6. Not Looking Long-Term
If Bill Gates hadn't known where he wanted to go, he might have ended up somewhere else. The same goes for your portfolio. If you're saving for a goal that's five, 10 or 20 years away, your reactions to the market's fluctuations won't be the same as if you were focused on speculation and short-term gains. If high-priced stocks have you spooked, consider making small purchases on a consistent schedule. You could be in a better position to take advantage of the market's fluctuations without a lot of headaches.
Also avoid the all-too-common mistake of ignoring your IRAs. Many investors pay too little attention to these beautiful accounts. Some people scatter them about, earning a meager interest rate because the bank or brokerage firm had an offer that was too good to pass up at the time. That toaster you got is probably obsolete, but so might be the IRA that came with it. Consider consolidating these accounts and making them a vital part of your financial program.
7. Letting Portfolios Fall Stagnant
Despite what the pundits say, average annual returns of 20 percent are not an inalienable right. The past several years have proved to be remarkable, but that doesn't mean the bull will run forever. But it doesn't necessarily mean the market will crash either. To paraphrase Yogi Berra: Investing is 90 percent mental--the other half is monetary. Babe Ruth had one of the finest batting averages in history, and even he struck out sometimes. So if you expect your portfolio to swing for the fences every year, you'll probably end up in the minor leagues. Give your portfolio a break by periodically rebalancing your assets.
8. Taking Advice From Bad Sources
While a stockbroker may have an insurance license and an insurance agent may be fluent in mutual fund lingo, these areas are too complicated and change too quickly for anyone to be an expert in both. Think of it this way: If you broke your arm, would you call a veterinarian? While he could probably set your limb, your fur may never grow quite the same way. By acting as a consultant, your financial advisor can help you reach your goals more efficiently and with a lot fewer mistakes than a specialist.
You should be equally careful about what advice you take from investment newsletters. While some provide substantial expert advice, others are worth less than the paper they're written on. Check a writer's track record before "subscribing" to their ideas.

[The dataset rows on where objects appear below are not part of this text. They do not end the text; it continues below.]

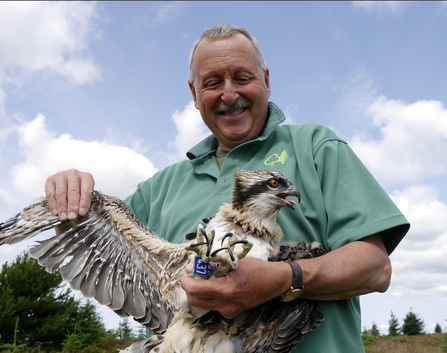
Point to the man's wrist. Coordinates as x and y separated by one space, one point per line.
297 287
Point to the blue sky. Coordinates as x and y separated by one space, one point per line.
103 87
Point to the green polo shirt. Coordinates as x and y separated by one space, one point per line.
341 203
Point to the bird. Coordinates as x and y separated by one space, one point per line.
120 262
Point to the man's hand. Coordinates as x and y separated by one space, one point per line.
253 283
69 194
357 268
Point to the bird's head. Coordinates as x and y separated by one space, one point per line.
263 190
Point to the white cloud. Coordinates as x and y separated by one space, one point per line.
48 37
395 7
6 199
159 14
190 129
413 141
117 170
419 261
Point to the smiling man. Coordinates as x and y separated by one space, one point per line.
343 207
230 89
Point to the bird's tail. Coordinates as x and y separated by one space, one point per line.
145 345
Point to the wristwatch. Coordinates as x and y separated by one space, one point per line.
297 283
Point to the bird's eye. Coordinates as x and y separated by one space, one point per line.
273 183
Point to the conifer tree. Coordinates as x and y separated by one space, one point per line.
36 297
394 328
413 325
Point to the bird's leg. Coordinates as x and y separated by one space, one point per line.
227 257
204 243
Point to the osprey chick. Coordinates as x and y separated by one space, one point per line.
116 259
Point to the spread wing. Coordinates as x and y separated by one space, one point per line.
275 326
111 257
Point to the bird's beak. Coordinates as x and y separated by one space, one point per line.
290 203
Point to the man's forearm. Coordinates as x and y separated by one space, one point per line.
357 268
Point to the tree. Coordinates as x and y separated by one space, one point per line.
36 297
125 331
394 328
375 331
90 324
413 325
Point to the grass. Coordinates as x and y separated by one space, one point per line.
430 343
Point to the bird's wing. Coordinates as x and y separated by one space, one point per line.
275 326
112 257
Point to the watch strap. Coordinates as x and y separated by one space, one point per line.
297 272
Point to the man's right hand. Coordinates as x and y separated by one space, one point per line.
69 194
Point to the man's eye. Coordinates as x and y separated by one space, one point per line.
211 83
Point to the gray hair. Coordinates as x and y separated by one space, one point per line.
223 31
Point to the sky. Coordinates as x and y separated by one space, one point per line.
102 87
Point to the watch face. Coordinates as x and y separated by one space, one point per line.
292 295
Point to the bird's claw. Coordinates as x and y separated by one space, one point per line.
204 243
227 256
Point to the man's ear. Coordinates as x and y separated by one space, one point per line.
193 91
267 81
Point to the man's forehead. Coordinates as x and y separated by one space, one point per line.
207 60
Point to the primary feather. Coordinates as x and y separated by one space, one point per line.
117 260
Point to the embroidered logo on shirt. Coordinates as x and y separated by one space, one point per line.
274 158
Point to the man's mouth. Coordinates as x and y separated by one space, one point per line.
236 108
232 112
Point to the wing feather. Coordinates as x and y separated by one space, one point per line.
112 257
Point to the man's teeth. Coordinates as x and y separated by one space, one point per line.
233 112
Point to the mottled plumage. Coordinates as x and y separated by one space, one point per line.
114 258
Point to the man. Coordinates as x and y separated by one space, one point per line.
342 206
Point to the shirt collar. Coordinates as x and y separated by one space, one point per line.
210 143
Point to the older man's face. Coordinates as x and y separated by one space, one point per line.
230 89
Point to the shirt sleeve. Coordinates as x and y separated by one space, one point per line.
356 205
137 202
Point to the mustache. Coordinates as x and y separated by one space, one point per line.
223 108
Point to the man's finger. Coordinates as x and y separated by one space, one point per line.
73 193
87 185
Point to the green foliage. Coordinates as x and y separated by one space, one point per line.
27 291
124 331
394 328
413 325
375 330
90 324
368 338
14 347
73 342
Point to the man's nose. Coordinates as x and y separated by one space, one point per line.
229 94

Have too much riding on one stock? Variations on this theme include keeping too much company stock in your 401(k) plan or holding off too long to exercise options. The key to avoiding this mistake is "diversifying to conquer."
Hit The Books
Though you may not agree with all his ideas, check out 25 Myths You've Got to Avoid If You Want to Manage Your Money Right by Jonathan Clements (Simon & Schuster). Clements breaks open many cherished theories on managing personal finances, and his style will make you alternately cringe and laugh.
Look Ma, No Hands
There are several ways to consolidate IRA accounts. Rollovers, allowed once per year, entail taking receipt of the funds and transferring them to another institution within 60 days. This method of consolidation generates a notice to the IRS, so be sure you keep your paperwork in order; you'll need it if questioned.

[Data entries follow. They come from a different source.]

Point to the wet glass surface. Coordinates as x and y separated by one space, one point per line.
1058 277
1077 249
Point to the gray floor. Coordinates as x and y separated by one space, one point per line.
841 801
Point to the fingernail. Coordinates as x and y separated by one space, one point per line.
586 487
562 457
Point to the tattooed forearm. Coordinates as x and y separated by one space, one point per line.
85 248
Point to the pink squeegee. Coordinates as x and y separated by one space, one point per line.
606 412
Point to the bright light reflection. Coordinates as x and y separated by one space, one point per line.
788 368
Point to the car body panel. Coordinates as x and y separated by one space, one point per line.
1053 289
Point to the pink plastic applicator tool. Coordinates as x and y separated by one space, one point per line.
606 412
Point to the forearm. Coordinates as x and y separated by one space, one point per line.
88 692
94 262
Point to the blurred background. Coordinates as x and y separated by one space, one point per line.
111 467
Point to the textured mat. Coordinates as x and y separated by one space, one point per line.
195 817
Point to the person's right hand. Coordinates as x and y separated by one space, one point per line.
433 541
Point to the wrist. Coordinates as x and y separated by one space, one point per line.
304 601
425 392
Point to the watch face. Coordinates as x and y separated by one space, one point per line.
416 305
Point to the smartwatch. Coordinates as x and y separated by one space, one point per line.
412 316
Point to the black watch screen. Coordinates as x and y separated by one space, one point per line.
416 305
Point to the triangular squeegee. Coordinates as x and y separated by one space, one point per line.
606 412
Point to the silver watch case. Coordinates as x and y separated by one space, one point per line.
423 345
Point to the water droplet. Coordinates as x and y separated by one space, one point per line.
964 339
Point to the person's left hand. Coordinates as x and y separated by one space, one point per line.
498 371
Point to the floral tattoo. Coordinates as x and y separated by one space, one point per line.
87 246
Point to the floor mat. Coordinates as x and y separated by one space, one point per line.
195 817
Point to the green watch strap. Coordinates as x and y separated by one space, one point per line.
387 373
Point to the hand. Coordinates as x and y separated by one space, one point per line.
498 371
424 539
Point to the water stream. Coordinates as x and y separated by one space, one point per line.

With a direct transfer from one custodian to another, assets never touch human hands (at least not yours), and the IRS doesn't usually receive a notice. Make your life easier, and let your new custodian's fingers do the walking.
You Talking To Me?
Got a hot tip from a voice on the radio? A talking head on TV? A nom de plume on the Internet? Be wary of "expert advice" and "inside tips" from these sources. Just because it's financial advice doesn't mean it's appropriate for everyone.